HERSHEY -- The white and blue of West York was few and far between Friday night at Hersheypark Stadium.
That doesn't mean the Bulldog fanbase didn't turn out. They were there -- screaming and yelling; Riding the highs and the lows of touchdowns and turnovers. Who says you have to wear school colors to show school pride?
It became a color wheel of fandemonium in the 21-10 loss to Bishop McDevitt in the District 3, Class AAA championship game. Both teams were undefeated before Friday's game.
The West York student section was a swath of red, decked out in holiday spirit, with most students wearing Santa hats. One even wore the whole Santa ensemble, beard and all.
Juniors Tori Gohn and Kasey Miner glistened in Christmas lights, powered by batteries in their pockets, wrapped around their holiday sweaters and reindeer pajama pants.
"We are just getting ready for the holidays. We all love Christmas and we all want to get pumped up with our team, show school spirit and just go out and show some Christmas spirit," junior ringleader Brady Lucas said, as he stood in his red, full-body spandex decorated to look like a Santa suit.
Lucas is part of a group of students that helps to pick out themes for every football game, and plan on continuing it into the basketball season.
"I just love going crazy, whatever I can wear that looks cool and allows me to stick out in front of everyone else," Lucas said when asked about his love of spandex.
Other colors could be spotted throughout the stadium, too.
The orange of hunters, pulling out their gear to brave the below 40 degree temperatures, glowed throughout the crowd.
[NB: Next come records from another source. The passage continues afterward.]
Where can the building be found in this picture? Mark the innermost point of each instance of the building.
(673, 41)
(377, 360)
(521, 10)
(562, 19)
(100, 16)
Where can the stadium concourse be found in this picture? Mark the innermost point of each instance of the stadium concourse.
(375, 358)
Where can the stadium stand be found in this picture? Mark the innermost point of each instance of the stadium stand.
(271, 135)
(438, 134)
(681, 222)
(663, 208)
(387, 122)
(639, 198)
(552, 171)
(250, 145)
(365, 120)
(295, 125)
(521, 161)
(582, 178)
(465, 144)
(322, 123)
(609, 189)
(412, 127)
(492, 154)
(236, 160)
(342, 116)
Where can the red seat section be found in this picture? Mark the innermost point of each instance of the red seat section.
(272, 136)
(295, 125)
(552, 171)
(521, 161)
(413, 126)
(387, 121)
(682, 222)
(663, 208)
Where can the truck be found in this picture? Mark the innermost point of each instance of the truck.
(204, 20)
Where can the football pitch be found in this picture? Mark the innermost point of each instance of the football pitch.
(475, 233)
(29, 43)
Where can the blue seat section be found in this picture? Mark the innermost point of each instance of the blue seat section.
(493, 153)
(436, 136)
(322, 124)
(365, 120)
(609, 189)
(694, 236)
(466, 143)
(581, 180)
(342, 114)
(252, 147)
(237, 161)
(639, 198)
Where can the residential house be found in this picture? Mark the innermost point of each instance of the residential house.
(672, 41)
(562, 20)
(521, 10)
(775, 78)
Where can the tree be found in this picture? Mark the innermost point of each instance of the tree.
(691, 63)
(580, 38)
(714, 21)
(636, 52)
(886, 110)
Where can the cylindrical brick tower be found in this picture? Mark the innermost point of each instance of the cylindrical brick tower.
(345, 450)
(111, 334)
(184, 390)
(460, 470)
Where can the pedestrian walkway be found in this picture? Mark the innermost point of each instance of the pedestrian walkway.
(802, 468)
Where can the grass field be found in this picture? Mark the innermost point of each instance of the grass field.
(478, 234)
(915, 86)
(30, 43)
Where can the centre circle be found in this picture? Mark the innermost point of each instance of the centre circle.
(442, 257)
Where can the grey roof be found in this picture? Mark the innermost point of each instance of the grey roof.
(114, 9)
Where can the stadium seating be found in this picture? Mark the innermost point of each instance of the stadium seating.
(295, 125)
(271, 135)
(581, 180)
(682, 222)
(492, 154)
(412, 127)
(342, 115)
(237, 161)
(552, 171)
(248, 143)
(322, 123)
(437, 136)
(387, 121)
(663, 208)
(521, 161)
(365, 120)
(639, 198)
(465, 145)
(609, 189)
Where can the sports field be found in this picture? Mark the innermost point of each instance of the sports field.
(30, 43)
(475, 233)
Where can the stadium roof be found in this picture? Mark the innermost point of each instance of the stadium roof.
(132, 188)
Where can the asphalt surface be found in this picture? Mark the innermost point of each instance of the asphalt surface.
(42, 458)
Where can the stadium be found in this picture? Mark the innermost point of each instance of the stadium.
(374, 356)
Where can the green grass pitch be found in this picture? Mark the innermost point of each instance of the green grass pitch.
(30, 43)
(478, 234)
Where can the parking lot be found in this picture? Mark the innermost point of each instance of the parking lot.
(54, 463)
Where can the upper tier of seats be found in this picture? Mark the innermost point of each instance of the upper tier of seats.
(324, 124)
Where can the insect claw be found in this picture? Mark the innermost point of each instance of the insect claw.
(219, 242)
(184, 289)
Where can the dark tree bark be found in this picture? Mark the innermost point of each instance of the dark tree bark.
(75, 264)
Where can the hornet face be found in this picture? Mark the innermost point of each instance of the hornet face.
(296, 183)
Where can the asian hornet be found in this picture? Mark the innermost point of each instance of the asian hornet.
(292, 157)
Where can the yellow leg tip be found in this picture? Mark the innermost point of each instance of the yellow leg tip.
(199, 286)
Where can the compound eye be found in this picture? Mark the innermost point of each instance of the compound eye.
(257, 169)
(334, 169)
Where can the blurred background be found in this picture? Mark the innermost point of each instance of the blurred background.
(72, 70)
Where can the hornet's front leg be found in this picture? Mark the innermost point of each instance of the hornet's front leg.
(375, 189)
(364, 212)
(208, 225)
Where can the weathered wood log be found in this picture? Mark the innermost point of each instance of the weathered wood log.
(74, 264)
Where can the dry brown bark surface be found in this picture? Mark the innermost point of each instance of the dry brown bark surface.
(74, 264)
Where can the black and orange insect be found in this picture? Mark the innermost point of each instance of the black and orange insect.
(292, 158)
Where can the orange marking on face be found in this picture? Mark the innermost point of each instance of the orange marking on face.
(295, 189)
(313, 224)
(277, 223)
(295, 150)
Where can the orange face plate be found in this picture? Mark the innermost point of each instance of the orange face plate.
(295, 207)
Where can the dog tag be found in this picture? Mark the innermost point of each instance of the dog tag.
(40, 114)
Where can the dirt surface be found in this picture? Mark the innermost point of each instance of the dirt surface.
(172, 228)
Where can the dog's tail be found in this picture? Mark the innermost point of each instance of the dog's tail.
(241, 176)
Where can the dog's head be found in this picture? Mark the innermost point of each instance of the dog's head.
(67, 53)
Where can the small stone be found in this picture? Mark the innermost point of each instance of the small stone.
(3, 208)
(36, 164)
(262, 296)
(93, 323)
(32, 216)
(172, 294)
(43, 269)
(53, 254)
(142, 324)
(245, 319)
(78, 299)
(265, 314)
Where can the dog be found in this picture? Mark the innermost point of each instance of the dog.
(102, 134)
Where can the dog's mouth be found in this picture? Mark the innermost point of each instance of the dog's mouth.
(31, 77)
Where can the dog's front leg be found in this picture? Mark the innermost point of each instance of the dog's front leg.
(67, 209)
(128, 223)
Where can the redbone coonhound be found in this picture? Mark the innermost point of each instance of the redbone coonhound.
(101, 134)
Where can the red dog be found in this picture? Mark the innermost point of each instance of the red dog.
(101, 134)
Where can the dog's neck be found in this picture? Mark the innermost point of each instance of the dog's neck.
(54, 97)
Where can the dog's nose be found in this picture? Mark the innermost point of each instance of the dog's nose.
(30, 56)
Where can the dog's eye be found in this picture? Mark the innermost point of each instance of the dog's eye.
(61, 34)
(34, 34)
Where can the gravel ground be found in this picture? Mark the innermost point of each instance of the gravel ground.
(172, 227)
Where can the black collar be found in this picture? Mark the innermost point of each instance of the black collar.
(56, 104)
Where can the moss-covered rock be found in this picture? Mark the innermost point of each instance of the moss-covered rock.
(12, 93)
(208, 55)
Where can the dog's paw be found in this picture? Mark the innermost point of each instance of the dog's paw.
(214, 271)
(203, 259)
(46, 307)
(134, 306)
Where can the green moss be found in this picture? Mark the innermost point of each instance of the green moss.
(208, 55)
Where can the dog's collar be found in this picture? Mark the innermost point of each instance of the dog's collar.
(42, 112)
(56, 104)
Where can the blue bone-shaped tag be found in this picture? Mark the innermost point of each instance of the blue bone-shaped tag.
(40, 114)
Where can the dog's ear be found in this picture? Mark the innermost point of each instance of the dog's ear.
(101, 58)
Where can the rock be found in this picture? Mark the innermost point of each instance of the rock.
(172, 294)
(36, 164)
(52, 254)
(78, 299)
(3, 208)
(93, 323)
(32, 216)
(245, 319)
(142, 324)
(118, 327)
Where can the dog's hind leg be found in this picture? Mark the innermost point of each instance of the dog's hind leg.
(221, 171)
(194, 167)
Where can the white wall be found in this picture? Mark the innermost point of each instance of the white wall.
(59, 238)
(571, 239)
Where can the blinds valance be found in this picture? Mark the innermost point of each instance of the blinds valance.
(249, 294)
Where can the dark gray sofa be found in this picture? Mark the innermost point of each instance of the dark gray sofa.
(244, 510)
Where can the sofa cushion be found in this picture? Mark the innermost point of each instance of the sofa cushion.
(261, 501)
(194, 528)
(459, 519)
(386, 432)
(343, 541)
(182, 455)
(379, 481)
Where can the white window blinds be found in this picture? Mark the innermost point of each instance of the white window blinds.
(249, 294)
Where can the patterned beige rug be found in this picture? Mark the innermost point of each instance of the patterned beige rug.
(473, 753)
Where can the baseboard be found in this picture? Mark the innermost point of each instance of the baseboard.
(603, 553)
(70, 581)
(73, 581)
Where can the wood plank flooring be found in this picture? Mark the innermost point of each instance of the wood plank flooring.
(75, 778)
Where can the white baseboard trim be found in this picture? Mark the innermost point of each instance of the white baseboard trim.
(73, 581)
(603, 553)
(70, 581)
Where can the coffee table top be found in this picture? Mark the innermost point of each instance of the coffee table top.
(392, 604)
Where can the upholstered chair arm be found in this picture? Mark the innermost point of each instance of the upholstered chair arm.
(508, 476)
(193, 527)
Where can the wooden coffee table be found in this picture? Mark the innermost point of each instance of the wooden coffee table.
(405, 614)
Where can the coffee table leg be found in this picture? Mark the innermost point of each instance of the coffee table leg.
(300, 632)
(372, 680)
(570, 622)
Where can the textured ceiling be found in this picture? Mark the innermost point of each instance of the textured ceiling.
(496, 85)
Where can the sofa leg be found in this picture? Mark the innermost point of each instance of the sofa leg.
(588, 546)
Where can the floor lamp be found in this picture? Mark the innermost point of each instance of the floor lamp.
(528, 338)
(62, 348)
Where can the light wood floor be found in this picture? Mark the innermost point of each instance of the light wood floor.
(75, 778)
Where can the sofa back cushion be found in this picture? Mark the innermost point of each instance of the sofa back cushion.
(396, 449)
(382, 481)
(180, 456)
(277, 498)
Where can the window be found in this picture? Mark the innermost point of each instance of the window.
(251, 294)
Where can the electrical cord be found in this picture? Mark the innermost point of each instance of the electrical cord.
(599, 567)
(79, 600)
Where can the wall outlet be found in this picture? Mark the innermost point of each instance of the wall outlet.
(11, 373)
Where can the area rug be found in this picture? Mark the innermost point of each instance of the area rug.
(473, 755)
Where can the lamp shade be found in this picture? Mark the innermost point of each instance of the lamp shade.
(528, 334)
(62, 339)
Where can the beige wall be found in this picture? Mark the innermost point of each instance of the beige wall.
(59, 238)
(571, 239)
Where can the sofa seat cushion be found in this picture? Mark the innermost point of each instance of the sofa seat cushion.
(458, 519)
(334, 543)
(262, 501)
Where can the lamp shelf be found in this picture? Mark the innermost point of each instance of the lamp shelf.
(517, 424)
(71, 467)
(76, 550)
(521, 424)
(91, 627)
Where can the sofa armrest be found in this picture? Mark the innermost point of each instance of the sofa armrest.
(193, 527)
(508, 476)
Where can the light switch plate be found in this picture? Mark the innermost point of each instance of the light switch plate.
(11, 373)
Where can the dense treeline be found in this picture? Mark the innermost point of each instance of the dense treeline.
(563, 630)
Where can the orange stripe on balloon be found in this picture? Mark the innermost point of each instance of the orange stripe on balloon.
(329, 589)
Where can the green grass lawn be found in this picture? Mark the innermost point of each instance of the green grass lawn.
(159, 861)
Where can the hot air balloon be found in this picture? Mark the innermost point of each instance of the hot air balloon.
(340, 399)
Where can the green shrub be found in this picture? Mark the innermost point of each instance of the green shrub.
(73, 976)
And the lime green of Tom Duffy's shirt could easily be spotted in the middle of the stands.
It matched the West York team's lime green socks standing out against the all-white uniforms. The Bulldogs have worn the socks most of the season in honor of Duffy's 2-year-old son, Joey, who needs a bone marrow transplant.
"I thought it was going got be a one week thing and then they were going to be done with it, now they've continued it through the playoffs," Duffy said. "Just knowing there are so many people here and people are asking 'what are the socks for?' And people are telling the story. It's really spreading the awareness of bone marrow donation and what's going on with my son. That was really the goal: was to really spread the awareness and show support. And the community has done that."
Duffy is a West York transplant, who grew up in Maryland and lives in the Central York School District. He didn't start attending West York games until 2007, when he realized head coach Ron Miller was his neighbor.
Now he can't get enough. At halftime, Duffy walked down to stand above the West York locker room entrance as the players returned to the field.
"They support me, so I'm here all the time," Duffy said. "They are going to be in all the papers and going to be on all the news; they are going to be everywhere and to break from their traditional colors and wear these bright lime green socks that just don't go with anything. It's remarkable that they just continue to do."